Published online by Cambridge University Press: 12 March 2014
This paper establishes another very general completeness result for the logics within the field of K4. With each finite transitive frame ℭ we may associate a formula — Bℭ which validates just those frames ℑ in which ℭ is not in a certain sense embeddable (to be exact, ℭ is not the p-morphic image of any subframe of ℑ. By a subframe logic we mean the result of adding such formulas as axioms to K4. The general result is that each subframe logic has the finite model property.
There are a continuum of subframe logics and they include many of the standard ones, such as T, S4, S4.3, S5 and G. It turns out that the subframe logics are exactly those complete for a condition that is closed under subframes (any subframe of a frame satisfying the condition also satisfies the condition). As a consequence, every logic complete for a condition closed under subframes has the finite model property.
It is ascertained which of the subframe logics are compact. It turns out that the compact logics are just those whose axioms express an elementary condition. Tests are given for determining whether a given axiom expresses an elementary condition and for determining what it is in case it does.
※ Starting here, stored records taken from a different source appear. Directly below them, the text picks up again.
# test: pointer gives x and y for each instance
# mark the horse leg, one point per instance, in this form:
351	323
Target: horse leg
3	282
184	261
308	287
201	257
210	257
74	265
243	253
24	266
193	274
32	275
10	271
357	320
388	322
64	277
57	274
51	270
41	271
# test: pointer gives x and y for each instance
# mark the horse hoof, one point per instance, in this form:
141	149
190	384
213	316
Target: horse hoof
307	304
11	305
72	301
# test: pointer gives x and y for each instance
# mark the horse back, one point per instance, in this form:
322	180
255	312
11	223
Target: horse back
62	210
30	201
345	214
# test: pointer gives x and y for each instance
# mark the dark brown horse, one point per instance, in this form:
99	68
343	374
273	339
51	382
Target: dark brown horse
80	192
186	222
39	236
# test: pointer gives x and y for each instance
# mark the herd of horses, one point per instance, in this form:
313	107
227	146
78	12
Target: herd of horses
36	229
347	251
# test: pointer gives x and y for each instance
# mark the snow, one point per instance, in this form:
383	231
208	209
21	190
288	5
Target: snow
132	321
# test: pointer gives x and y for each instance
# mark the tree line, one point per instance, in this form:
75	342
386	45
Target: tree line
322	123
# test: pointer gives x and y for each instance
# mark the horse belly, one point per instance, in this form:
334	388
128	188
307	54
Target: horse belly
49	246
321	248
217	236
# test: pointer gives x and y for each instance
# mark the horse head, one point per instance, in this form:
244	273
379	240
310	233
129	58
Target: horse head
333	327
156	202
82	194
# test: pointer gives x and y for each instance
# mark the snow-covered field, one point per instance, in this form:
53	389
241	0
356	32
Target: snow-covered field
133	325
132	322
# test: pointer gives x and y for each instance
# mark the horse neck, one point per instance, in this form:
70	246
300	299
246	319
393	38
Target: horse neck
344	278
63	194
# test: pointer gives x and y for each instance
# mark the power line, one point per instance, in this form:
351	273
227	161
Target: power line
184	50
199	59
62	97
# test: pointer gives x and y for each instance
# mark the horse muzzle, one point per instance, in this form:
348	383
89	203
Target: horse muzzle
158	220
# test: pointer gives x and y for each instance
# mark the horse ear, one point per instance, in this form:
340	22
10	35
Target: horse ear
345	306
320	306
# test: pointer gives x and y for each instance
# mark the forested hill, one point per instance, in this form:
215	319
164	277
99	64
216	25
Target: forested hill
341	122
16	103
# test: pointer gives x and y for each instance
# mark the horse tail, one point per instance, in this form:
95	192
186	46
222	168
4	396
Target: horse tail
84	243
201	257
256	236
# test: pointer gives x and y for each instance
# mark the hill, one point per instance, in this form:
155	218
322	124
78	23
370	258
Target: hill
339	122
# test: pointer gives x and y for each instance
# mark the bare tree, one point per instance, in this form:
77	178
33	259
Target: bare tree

In one respect the present general completeness result differs from most of the others in the literature. The others have usually either been what one might call logic based or formula based. They have usually either been to the effect that all of the logics containing a given logic are complete or to the effect that all logics whose axioms come from a given syntactically characterized class of formulas are complete. The present result is, by contrast, what one might call frame based. The axioms of the logics to be proved complete are characterized most directly in terms of their connection with certain frames.
The bulk of the material in this part was prepared at about the same time as the first part but, for one reason or another, was not then written up. I still have hopes of producing a third part on questions of definability and decidability.